MANCHESTER, Iowa—In the aftermath of Hurricane Maria two years ago, Luis Acosta left Puerto Rico for a job in Iowa.
He enjoys the quiet, peaceful pace of Manchester, where he now lives and works.
“I plan to stay here. I’d like to retire here,” he said.
But Acosta’s move came at a price.
The high cost of high interest
Acosta had to take out a personal loan from a financial institution in Puerto Rico to help cover his moving expenses.
Every month, for nearly two years, he made his loan payments on time. Even so, his balance remained largely the same—thanks to the high-interest rate he was being charged.
The loan stood out to Dupaco’s Michelle Damme, who was reviewing Acosta’s finances while working with him earlier this year.
“I did a quick calculation, and it appeared the interest rate was around 46%,” Damme said.
She knew Dupaco could help.
By moving the loan to Dupaco, Acosta shaved off more than two years of monthly payments, saving him more than $6,000 in interest charges over the life of the loan.
“I was excited, because it saved me a lot of money,” he said. “It helps a lot with my budget. I bought a car here, and I’m using that money toward the car.”
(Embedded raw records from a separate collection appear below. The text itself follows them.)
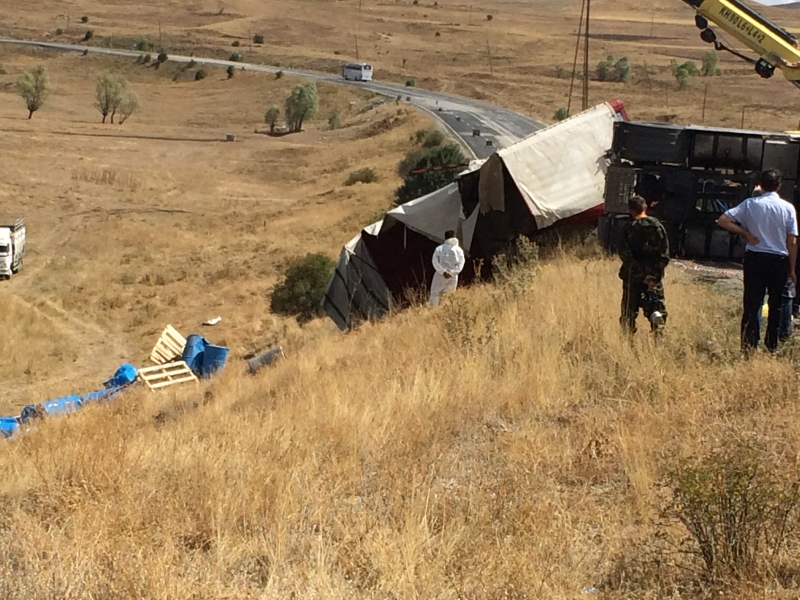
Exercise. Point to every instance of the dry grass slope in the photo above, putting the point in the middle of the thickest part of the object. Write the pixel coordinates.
(511, 444)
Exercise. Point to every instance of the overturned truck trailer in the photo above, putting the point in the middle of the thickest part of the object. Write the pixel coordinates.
(689, 176)
(552, 179)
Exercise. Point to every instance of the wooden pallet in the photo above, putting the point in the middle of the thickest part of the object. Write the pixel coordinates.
(168, 347)
(168, 374)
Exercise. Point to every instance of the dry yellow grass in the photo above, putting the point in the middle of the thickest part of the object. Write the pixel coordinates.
(157, 221)
(498, 447)
(527, 39)
(398, 461)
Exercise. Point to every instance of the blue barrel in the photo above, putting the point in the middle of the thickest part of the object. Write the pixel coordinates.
(214, 359)
(8, 426)
(193, 352)
(124, 375)
(65, 404)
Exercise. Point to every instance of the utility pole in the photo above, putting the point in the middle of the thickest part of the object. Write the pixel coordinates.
(705, 95)
(586, 58)
(575, 61)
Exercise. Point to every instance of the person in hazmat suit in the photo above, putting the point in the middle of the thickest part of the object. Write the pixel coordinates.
(644, 249)
(448, 261)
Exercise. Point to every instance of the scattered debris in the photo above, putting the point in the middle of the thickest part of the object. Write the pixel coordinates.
(161, 376)
(168, 347)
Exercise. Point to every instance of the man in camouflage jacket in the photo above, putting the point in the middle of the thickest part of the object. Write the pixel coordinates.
(644, 249)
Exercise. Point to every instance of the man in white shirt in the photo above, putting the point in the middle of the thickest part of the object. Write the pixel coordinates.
(448, 261)
(769, 224)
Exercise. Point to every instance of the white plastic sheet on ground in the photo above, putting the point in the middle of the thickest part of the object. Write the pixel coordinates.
(560, 171)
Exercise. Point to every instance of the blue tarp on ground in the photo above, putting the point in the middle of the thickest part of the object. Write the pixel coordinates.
(8, 426)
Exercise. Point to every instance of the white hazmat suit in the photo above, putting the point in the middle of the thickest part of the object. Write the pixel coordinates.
(447, 258)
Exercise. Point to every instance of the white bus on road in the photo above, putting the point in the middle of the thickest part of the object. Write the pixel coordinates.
(357, 72)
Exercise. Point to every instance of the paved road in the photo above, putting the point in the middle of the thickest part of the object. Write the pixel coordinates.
(499, 127)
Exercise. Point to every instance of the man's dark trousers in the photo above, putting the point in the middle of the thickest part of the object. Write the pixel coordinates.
(763, 272)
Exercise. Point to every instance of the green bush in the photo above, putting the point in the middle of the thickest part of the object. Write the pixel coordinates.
(334, 120)
(562, 73)
(428, 138)
(271, 117)
(365, 175)
(302, 289)
(433, 138)
(711, 64)
(737, 505)
(612, 69)
(428, 180)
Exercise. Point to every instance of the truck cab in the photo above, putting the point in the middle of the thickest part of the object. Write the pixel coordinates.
(12, 245)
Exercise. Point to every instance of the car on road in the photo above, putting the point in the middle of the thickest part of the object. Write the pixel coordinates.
(357, 72)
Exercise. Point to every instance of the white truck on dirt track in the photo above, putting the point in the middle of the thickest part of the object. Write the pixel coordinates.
(12, 245)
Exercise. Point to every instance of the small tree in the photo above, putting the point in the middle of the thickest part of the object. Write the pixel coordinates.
(109, 91)
(128, 106)
(302, 290)
(561, 114)
(711, 64)
(34, 87)
(683, 77)
(426, 179)
(302, 104)
(271, 117)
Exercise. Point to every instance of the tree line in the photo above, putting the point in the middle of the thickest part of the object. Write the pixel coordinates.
(112, 94)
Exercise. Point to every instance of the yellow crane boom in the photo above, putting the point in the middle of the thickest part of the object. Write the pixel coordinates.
(776, 47)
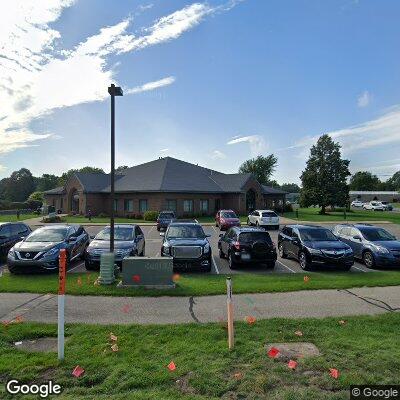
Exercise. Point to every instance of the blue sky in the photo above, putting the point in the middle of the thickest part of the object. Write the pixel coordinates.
(213, 83)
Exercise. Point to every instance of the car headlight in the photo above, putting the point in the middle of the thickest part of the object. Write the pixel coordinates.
(52, 252)
(314, 251)
(382, 250)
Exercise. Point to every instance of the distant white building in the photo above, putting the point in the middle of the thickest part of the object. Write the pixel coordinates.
(364, 195)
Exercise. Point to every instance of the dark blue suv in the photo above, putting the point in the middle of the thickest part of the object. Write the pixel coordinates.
(375, 246)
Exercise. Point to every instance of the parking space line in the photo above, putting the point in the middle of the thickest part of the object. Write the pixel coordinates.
(215, 265)
(283, 265)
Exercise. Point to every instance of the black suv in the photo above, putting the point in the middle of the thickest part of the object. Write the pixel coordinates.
(247, 245)
(314, 245)
(10, 234)
(40, 250)
(187, 243)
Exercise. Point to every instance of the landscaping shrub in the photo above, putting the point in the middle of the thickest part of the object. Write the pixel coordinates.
(150, 215)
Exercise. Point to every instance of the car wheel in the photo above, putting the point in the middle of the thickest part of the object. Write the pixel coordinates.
(368, 259)
(232, 264)
(281, 250)
(304, 264)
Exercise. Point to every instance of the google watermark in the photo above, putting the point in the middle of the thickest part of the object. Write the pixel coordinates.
(44, 390)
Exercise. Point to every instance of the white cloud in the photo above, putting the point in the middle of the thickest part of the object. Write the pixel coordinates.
(218, 155)
(151, 85)
(377, 132)
(364, 99)
(257, 143)
(37, 77)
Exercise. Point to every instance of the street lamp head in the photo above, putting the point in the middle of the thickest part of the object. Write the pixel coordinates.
(115, 90)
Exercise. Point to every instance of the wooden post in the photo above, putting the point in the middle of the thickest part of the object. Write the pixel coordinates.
(61, 302)
(229, 304)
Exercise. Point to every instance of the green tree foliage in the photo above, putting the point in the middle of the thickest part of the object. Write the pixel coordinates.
(324, 178)
(261, 167)
(66, 175)
(18, 186)
(291, 187)
(363, 180)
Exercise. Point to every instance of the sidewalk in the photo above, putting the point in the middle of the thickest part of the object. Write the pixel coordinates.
(178, 310)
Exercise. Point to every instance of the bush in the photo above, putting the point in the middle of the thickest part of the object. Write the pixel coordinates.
(150, 215)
‘It’s been the best experience’
It’s the latest way the credit union has helped Acosta since he joined earlier this year, he said.
Dupaco is helping him build his credit score so he can access a Dupaco Visa credit card. The credit card will make it easier for him to travel between Puerto Rico and Iowa.
Acosta said he joined the credit union at the recommendation of his friends and fellow members. And he has no plans to leave Iowa or his new financial home there.
“It’s been different from other banks. They’re paying attention to my needs and have helped me out a lot,” he said. “It’s been the best experience I’ve ever had with a banking institution.”